Lufthansa Group a engagé une restructuration de son programme de vols en réponse à la crise du carburant provoquée par la guerre en Iran, déclenchée le 28 février 2026. Cette crise a pratiquement doublé le prix du kérosène, contraignant le groupe à accélérer certains volets de sa stratégie tout en s'efforçant de préserver la confiance de ses passagers pour la saison estivale.
Le contexte est particulièrement délicat. En plus des tensions sur les prix du carburant, le groupe a dû faire face, au cours du premier trimestre 2026, à une série de grèves initiées par le syndicat de pilotes et par l'organisation des personnels navigants de cabine, en février, mars puis en avril 2026. Ces conflits sociaux ont temporairement perturbé les opérations aériennes sur plusieurs hubs européens, avant qu'un accord salarial couvrant plus de 20.000 salariés au sol ne soit conclu fin mars.
Diminution de 1% de la capacité
La principale mesure annoncée par le groupe concerne la suppression de 20.000 vols court-courriers d'ici à octobre 2026, représentant une économie estimée à plus de 40.000 tonnes métriques de kérosène. Cette réduction, répartie sur les six hubs du groupe - Francfort, Munich, Zurich, Vienne, Bruxelles et Rome, ne représente qu'une diminution inférieure à 1% de la capacité totale exprimée en sièges-kilomètres disponibles (ASK). Les liaisons les moins rentables sont supprimées, notamment depuis Francfort vers Bydgoszcz et Rzeszów en Pologne ainsi que vers Stavanger en Norvège, tandis que dix autres connexions sont consolidées via d'autres hubs du réseau.
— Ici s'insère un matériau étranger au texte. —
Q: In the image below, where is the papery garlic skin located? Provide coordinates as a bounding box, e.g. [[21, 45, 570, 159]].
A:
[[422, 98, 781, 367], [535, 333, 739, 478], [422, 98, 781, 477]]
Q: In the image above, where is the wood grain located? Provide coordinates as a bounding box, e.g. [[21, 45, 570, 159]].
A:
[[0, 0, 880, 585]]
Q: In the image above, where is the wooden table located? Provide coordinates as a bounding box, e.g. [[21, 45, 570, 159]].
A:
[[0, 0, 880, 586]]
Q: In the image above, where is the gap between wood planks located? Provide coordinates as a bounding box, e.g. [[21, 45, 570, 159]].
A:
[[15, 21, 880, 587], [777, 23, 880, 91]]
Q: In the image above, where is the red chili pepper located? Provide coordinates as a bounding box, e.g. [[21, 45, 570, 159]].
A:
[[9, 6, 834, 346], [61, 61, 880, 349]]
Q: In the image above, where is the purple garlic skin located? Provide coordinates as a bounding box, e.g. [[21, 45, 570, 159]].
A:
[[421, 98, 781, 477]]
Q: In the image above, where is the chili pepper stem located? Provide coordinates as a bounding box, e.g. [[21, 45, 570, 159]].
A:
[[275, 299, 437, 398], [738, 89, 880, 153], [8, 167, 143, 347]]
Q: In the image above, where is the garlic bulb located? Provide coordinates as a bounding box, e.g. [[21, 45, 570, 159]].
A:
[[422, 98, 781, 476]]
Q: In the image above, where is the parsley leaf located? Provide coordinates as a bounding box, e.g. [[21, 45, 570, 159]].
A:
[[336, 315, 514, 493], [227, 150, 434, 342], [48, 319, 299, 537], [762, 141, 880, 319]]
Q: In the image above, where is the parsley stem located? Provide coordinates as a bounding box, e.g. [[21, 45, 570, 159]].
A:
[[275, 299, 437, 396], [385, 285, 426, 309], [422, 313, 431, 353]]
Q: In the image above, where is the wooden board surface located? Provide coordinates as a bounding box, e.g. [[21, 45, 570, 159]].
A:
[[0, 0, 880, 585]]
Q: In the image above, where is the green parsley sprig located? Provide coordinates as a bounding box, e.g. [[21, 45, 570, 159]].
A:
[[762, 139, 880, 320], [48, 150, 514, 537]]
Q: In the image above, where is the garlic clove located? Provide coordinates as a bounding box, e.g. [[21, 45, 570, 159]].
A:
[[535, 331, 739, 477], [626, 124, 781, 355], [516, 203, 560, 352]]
En outre, le 18 avril 2026, Lufthansa CityLine a définitivement retiré ses 27 appareils du programme de vols du groupe, une décision permettant de sortir en avance de phase les aéronefs les moins efficients. Lufthansa Airlines prévoit également de réduire sa capacité long-courrier de six Airbus A340-600 à l'issue de la saison estivale, et de diminuer son offre court et moyen-courrier lors du programme hivernal. Ces arbitrages visent à concentrer l'offre sur les liaisons les plus rentables, notamment vers l'Asie, l'Afrique et les destinations transatlantiques, où la demande demeure soutenue.
Réassurance
Malgré ce contexte turbulent, le groupe Lufthansa affichait une amélioration de ses résultats financiers au premier trimestre 2026. Le chiffre d'affaires total avait progressé de 8% pour atteindre 8,746 milliards d'euros, contre 8,127 milliards d'euros au premier trimestre 2025, et les recettes de trafic de 5% à 6,671 milliards d'euros.
Sur la question de l'approvisionnement en carburant pour la saison estivale, Dieter Vranckx, directeur commercial du groupe, se veut rassurant. «Nos compagnies sont prêtes pour l'été, notre réseau est solide — nos clients peuvent compter sur nous», a-t-il déclaré dans un communiqué du 27 mai 2026. Environ 80% des besoins en kérosène du groupe pour l'exercice 2026 sont déjà couverts via des instruments de couverture financière sur plusieurs produits pétroliers.
Le groupe souligne que les importations en provenance d'Amérique du Nord et d'Afrique compensent les perturbations au niveau du détroit d'Ormuz, par lequel transite environ un quart des livraisons de kérosène destinées à l'Europe. Les raffineries européennes fonctionnent par ailleurs à pleine capacité. En cas d'annulation de vol, le groupe s'engage à proposer un réacheminement ou un remboursement intégral du billet. Pour l'ensemble de l'exercice 2026, Lufthansa maintient ses prévisions d'un EBIT ajusté «nettement supérieur» à celui de 2025, avec une croissance de capacité désormais estimée entre 0 et 2%, contre 4% dans les prévisions initiales, en raison des mesures de réduction de flotte engagées depuis avril 2026.